Pour Bakir, la décision du Caire dépendra de la manière dont il mettra en balance les avantages de l’adhésion et les complications diplomatiques. La décision de l'Égypte d'adhérer ou non à l'accord dépendra du niveau de « valeur stratégique » qu'elle estime apporter ainsi que de sa capacité à « gérer les relations avec les pays dont les intérêts » contrastent avec l'alliance, voire « s'y opposent activement », a-t-il déclaré.
Ahmed Aboudouh, chercheur associé au programme Moyen-Orient et Afrique du Nord de Chatham House, a déclaré à Al Jazeera que si l'Égypte partage largement les préoccupations de sécurité de l'accord trilatéral, elle « ne partage pas sa perception sous-jacente de la menace » et pourrait être réticente aux « engagements de sécurité ».
« La préférence du Caire est de faire partie d'accords de sécurité régionaux qui se chevauchent, qui ont une portée étroite et sont liés à des problèmes… plutôt que de s'empêtrer dans des engagements de défense comportant des risques/coûts élevés », a déclaré Aboudouh.
Il a ajouté que l'Égypte pourrait toujours choisir de rejoindre l'accord à l'avenir, mais que ce serait une « décision complexe ».
Quels autres pays pourraient adhérer ?
Plusieurs responsables ont suggéré que d’autres pays du Golfe pourraient éventuellement rejoindre l’alliance.
Dans un article sur X, l'ancien Premier ministre qatari Cheikh Hamad bin Jassim Al Thani a exprimé l'espoir que tous les membres du Conseil de coopération du Golfe (CCG) « prendraient l'initiative de rejoindre » l'accord. Outre l’Arabie saoudite, le CCG comprend le Qatar, Bahreïn, le Koweït, Oman et les Émirats arabes unis.

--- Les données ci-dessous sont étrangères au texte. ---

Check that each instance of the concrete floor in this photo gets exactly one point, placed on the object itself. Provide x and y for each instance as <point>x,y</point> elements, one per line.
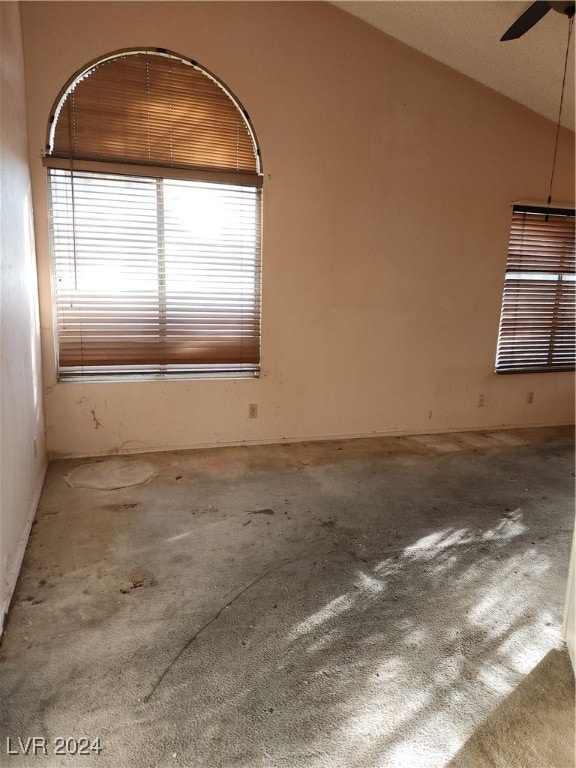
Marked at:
<point>369,603</point>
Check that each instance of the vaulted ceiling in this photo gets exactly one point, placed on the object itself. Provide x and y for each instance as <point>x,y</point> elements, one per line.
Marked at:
<point>466,36</point>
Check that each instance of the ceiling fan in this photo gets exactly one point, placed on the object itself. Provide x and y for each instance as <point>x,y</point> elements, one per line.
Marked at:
<point>533,14</point>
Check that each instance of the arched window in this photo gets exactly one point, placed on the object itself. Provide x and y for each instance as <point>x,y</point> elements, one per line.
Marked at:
<point>154,180</point>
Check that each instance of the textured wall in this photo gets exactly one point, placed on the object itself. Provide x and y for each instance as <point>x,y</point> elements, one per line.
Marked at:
<point>22,447</point>
<point>387,200</point>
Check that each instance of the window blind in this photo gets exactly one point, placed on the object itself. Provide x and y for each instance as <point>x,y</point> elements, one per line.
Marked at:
<point>155,275</point>
<point>154,180</point>
<point>155,109</point>
<point>537,326</point>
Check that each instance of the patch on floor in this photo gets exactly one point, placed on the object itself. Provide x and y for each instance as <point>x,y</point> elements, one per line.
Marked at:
<point>110,475</point>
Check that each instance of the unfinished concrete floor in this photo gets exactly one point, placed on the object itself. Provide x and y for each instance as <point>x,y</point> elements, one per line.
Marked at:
<point>361,604</point>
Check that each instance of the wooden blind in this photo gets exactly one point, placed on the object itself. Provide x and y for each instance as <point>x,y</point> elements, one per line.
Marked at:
<point>146,108</point>
<point>154,183</point>
<point>537,325</point>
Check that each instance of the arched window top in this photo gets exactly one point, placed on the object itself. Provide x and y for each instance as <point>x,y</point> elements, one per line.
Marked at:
<point>152,108</point>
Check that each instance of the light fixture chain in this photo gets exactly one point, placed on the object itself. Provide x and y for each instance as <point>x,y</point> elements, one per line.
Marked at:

Fidan a également parlé de l'alliance rassemblant davantage de pays de la région, affirmant que certains pays, qu'il n'a pas nommés, avaient déjà exprimé leur intérêt. « Selon la vision de notre président, nous ne devons pas rester limités à trois pays. Nous devons nous développer et, si nécessaire, rassembler tous les pays sous ce parapluie », a déclaré Fidan.
Parmi les États du Golfe, a déclaré Elgendy, « les noms à surveiller en premier sont le Qatar et le Koweït ».
Les deux pays sont « proches des trois signataires » et « ont la plus forte raison de souscrire une assurance supplémentaire » après s’être sentis « exposés » lors de la guerre entre les États-Unis et Israël contre l’Iran et par la frappe israélienne sur Doha en septembre, a-t-il déclaré.
Bakir a également identifié le Qatar comme l’État du Golfe « le plus naturel » à choisir, le Koweït étant un autre candidat possible. Il a également déclaré que l’Azerbaïdjan, la Syrie et la Jordanie pourraient également adhérer « relativement rapidement ».
Elgendy a exprimé son scepticisme quant à la transformation du pacte en un bloc plus large. « Cela ressemble à une coalition de volontés qui se développera au cas par cas, façonnée par le propre calcul de risque de chaque capital », a-t-il déclaré.